Il est des départs que l’on ressent plus ou moins fortement et plus ou moins longtemps. Il en est d’autres qui, tel un séisme, ébranlent un équilibre qu’on croyait à toute épreuve.
J’ai ressenti cet état il y a peu, sans savoir qu’il serait là, presque par surprise, à croire qu’il m’attendait caché au premier tournant.
Ma belle-mère est décédée, puis mon père, puis, ce fut au tour de ma mère. En moins de 4 ans, quasiment année après année ils ont emprunté le même chemin pour aller dans la même direction. Globalement, je trouvais que ça allait, que leur départ était ok pour moi, car c’était la vie, ou plutôt un processus normal de vie vers la mort.
Puis, ce fut le moment de dire adieu à mon beau-père, il y a très peu de temps. Comme pour nos autres parents décédés avant lui, mon mari et moi avons eu la chance de pouvoir être à ses côtés jusqu’à son tout dernier souffle, de l’accompagner, de lui caresser la main, de lui chantonner de douces berceuses rassurantes, de l’apaiser quand cela était nécessaire, surtout la nuit. Nous avons eu la chance une nouvelle fois d’être présents et d’être témoins d’une fin la plus sereine possible, dans la paix, le tout entouré par ses proches, mais une fin quand même.
“Les parents sont des montagnes que l’on passe sa vie à essayer d’escalader, en ignorant qu’un jour c’est nous qui tiendront leur rôle.” Marc Levy
Mais voilà. Moins de 48 heures après son dernier souffle une étrange sensation est venue effleurer mon âme, celle d’avoir vu partir la totalité de la génération de nos aînés, celle de nos grands parents, puis celle de nos parents, faisant de nous les parents de nos enfants, et laissant de côté notre position d’enfants de nos parents.
C’est ainsi qu’en toute logique, le départ de nos quatre parents nous a placé en une fraction de seconde en tant que parents de nos propres enfants, tout en haut de la liste.
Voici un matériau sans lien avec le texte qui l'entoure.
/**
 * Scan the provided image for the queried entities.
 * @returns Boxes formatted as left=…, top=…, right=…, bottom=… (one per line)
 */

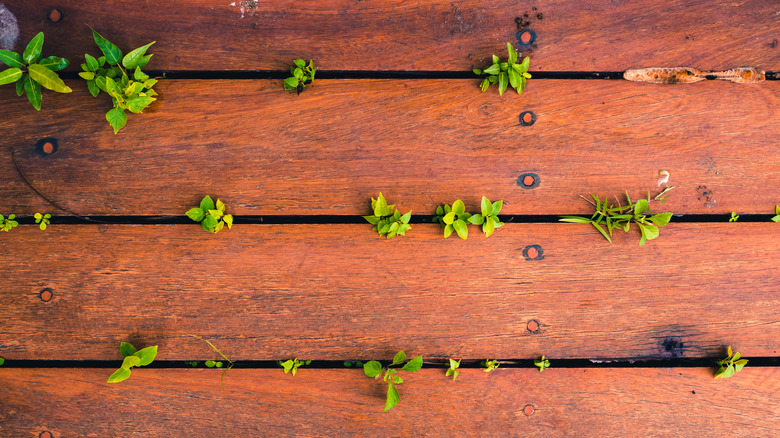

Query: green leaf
left=520, top=56, right=530, bottom=71
left=294, top=59, right=306, bottom=68
left=85, top=54, right=99, bottom=71
left=452, top=200, right=465, bottom=215
left=38, top=56, right=69, bottom=71
left=508, top=67, right=520, bottom=88
left=401, top=355, right=423, bottom=372
left=23, top=75, right=42, bottom=110
left=202, top=215, right=218, bottom=232
left=443, top=223, right=454, bottom=238
left=121, top=355, right=141, bottom=369
left=364, top=360, right=383, bottom=378
left=223, top=214, right=233, bottom=229
left=492, top=54, right=500, bottom=64
left=0, top=68, right=22, bottom=86
left=119, top=342, right=136, bottom=357
left=590, top=221, right=612, bottom=243
left=481, top=197, right=493, bottom=216
left=284, top=77, right=299, bottom=89
left=125, top=95, right=155, bottom=113
left=559, top=216, right=592, bottom=224
left=384, top=381, right=400, bottom=411
left=133, top=67, right=150, bottom=81
left=734, top=359, right=748, bottom=372
left=0, top=50, right=24, bottom=68
left=122, top=41, right=155, bottom=69
left=468, top=214, right=484, bottom=225
left=23, top=32, right=44, bottom=64
left=392, top=351, right=406, bottom=366
left=0, top=357, right=4, bottom=366
left=137, top=54, right=153, bottom=69
left=472, top=68, right=482, bottom=75
left=453, top=220, right=468, bottom=239
left=28, top=64, right=72, bottom=93
left=639, top=222, right=660, bottom=241
left=498, top=72, right=508, bottom=95
left=400, top=211, right=411, bottom=223
left=106, top=107, right=127, bottom=134
left=92, top=29, right=123, bottom=65
left=133, top=346, right=158, bottom=366
left=507, top=42, right=517, bottom=64
left=200, top=196, right=215, bottom=211
left=107, top=367, right=131, bottom=383
left=649, top=212, right=672, bottom=227
left=483, top=64, right=500, bottom=75
left=634, top=198, right=649, bottom=216
left=16, top=74, right=25, bottom=96
left=492, top=200, right=503, bottom=214
left=443, top=211, right=456, bottom=225
left=78, top=72, right=95, bottom=80
left=483, top=217, right=495, bottom=237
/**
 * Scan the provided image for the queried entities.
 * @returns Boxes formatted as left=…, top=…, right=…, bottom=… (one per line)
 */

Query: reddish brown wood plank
left=1, top=368, right=778, bottom=435
left=1, top=79, right=777, bottom=216
left=1, top=0, right=777, bottom=71
left=0, top=223, right=777, bottom=360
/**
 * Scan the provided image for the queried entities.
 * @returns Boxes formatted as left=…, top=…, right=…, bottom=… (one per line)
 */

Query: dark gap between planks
left=3, top=357, right=779, bottom=369
left=10, top=214, right=777, bottom=225
left=57, top=70, right=778, bottom=80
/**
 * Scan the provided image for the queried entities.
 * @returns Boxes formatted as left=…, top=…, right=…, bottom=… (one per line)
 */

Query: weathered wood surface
left=2, top=79, right=778, bottom=216
left=1, top=368, right=778, bottom=435
left=1, top=223, right=777, bottom=360
left=2, top=0, right=778, bottom=71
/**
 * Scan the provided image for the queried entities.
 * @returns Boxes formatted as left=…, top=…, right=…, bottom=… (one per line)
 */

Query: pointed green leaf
left=384, top=381, right=400, bottom=411
left=443, top=223, right=454, bottom=238
left=200, top=196, right=215, bottom=211
left=23, top=75, right=42, bottom=110
left=92, top=29, right=123, bottom=65
left=85, top=54, right=99, bottom=71
left=125, top=95, right=155, bottom=113
left=0, top=50, right=24, bottom=68
left=649, top=212, right=672, bottom=227
left=78, top=71, right=95, bottom=80
left=28, top=64, right=72, bottom=93
left=119, top=342, right=136, bottom=358
left=106, top=107, right=127, bottom=134
left=559, top=216, right=592, bottom=223
left=16, top=74, right=25, bottom=96
left=186, top=208, right=204, bottom=222
left=363, top=360, right=383, bottom=378
left=591, top=221, right=612, bottom=243
left=443, top=211, right=456, bottom=225
left=121, top=355, right=141, bottom=369
left=481, top=197, right=493, bottom=216
left=468, top=214, right=484, bottom=225
left=284, top=77, right=299, bottom=88
left=122, top=41, right=155, bottom=69
left=453, top=220, right=468, bottom=239
left=0, top=68, right=22, bottom=86
left=392, top=351, right=406, bottom=366
left=107, top=367, right=132, bottom=383
left=23, top=32, right=44, bottom=64
left=401, top=355, right=423, bottom=372
left=38, top=56, right=69, bottom=71
left=133, top=346, right=158, bottom=366
left=508, top=67, right=520, bottom=88
left=498, top=72, right=508, bottom=95
left=483, top=64, right=500, bottom=75
left=492, top=200, right=503, bottom=214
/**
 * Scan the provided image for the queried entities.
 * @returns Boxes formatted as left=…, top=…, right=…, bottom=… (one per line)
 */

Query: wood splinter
left=624, top=67, right=765, bottom=84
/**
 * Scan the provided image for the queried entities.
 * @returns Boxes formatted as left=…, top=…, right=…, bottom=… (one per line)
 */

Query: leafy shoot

En un laps de temps infime nous sommes devenus les seuls grands à même de veiller sur leur lignée.
« En fait, maintenant que ton père et ta mère sont morts, tu es orpheline … » Paola
Je me souviens encore de cet instant presque brutal, mais pourtant si spontané et si vrai, lorsque ce petit bout d’amour de 6 ans m’a dit en toute simplicité « en fait, maintenant que ton père et ta mère sont morts, tu es orpheline … ? ».
En tant qu’adultes on a souvent tendance à mettre des filtres et des pincettes partout, pour ne pas froisser les esprits, pour ne pas vexer les personnes, mais la vérité est bonne à entendre, même si elle déstabilise parfois. Et oui, elle avait raison, je n’avais plus mes propres parents.
J’étais orpheline, c’est vrai, mais comme je l’ai souvent dit, même si mes deux parents étaient décédés je n’ai pas souvenir d’avoir éprouvé un « vide sidéral » ou de m’être dit que ce serait insurmontable.
Quand on le fait par choix, le fait d’accompagner des personnes en fin de vie, et surtout quand ce sont nos proches, est un moment qui nous permet de remplir un vase invisible d’amour, d’émotions, de souvenirs, de regards et d’échanges vrais, c’est un peu comme si on prenait conscience que bientôt, il n’y aura plus d’eau et qu’on nous permet de faire des réserves avec des contenants adaptés pour ne plus jamais avoir soif.
J’avoue, ça aura été une étrange sensation que de prendre conscience que dorénavant, même jeunes, nous devenions les aînés de notre petite famille… mais d’avoir pu accompagner nos aînés m’aura surement permis d’avancer peu à peu vers cette nouvelle réalité, et de l’accepter pleinement.